Common use of For Change of Control Clause in Contracts

For Change of Control. For purposes of this Agreement, a “Change of Control” shall mean and be deemed to have occurred if: i. The acquisition by any person, entity or “group” within the meaning of Section 13(d) or 14(d) of the Securities Exchange Act of 1934, as amended (the “Exchange Act”), other than a person, entity or “group” that includes Employee, of beneficial ownership (within the meaning of Rule 13d-3 promulgated under the Exchange Act) of two-thirds or more of the Company’s then outstanding voting securities; or ii.

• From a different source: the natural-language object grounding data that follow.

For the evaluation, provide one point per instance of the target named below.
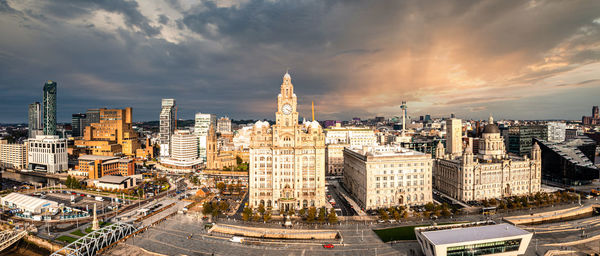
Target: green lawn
(67, 239)
(77, 233)
(401, 233)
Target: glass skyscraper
(50, 108)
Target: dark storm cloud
(129, 9)
(353, 58)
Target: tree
(322, 214)
(383, 215)
(302, 212)
(246, 214)
(221, 186)
(429, 207)
(332, 217)
(312, 213)
(223, 206)
(396, 215)
(256, 216)
(207, 208)
(267, 216)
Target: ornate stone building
(489, 174)
(287, 160)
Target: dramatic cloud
(515, 59)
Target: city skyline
(516, 60)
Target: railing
(7, 238)
(97, 240)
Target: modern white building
(13, 155)
(385, 176)
(203, 123)
(47, 153)
(29, 204)
(470, 239)
(184, 151)
(168, 124)
(337, 138)
(224, 125)
(454, 136)
(556, 131)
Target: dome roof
(491, 128)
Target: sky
(512, 59)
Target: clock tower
(287, 160)
(286, 104)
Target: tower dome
(491, 127)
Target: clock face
(287, 109)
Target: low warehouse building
(29, 204)
(479, 238)
(115, 182)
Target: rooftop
(113, 179)
(383, 151)
(466, 234)
(94, 157)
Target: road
(341, 202)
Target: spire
(313, 107)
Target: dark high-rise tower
(35, 119)
(50, 108)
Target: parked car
(328, 246)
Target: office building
(50, 108)
(388, 176)
(168, 124)
(203, 122)
(112, 182)
(184, 152)
(287, 160)
(338, 137)
(556, 131)
(454, 136)
(224, 125)
(520, 138)
(78, 123)
(112, 135)
(96, 167)
(492, 173)
(13, 155)
(478, 238)
(47, 153)
(571, 162)
(35, 120)
(594, 119)
(91, 116)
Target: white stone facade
(287, 160)
(13, 155)
(337, 138)
(386, 176)
(490, 174)
(47, 152)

If the individuals who serve on the Board of Directors as of the Commencement Date (the “Incumbent Board”) cease for any reason to constitute at least a majority of the Board of Directors; provided, however, any person who becomes a director subsequent to the Commencement Date, whose election or nomination for election was approved by a vote of at least a majority of the directors then constituting the Incumbent Board, shall for purposes of this Agreement be considered a member of the Incumbent Board; or iii. Approval by the Company’s equity holders of (A) a merger, reorganization or consolidation whereby the Company’s equity holders immediately prior to such approval do not, immediately after consummation of such reorganization, merger or consolidation own more than 50% of the combined voting power of the surviving entity’s then outstanding voting securities entitled to vote generally in the election of directors; or (B) the sale of all or substantially all of the assets of the Company. Notwithstanding anything to the contrary herein, a Change of Control shall not be deemed to have occurred if the Company sells substantially all of its assets for less than the amount of capital (whether in cash or other property) contributed by shareholders to the Company.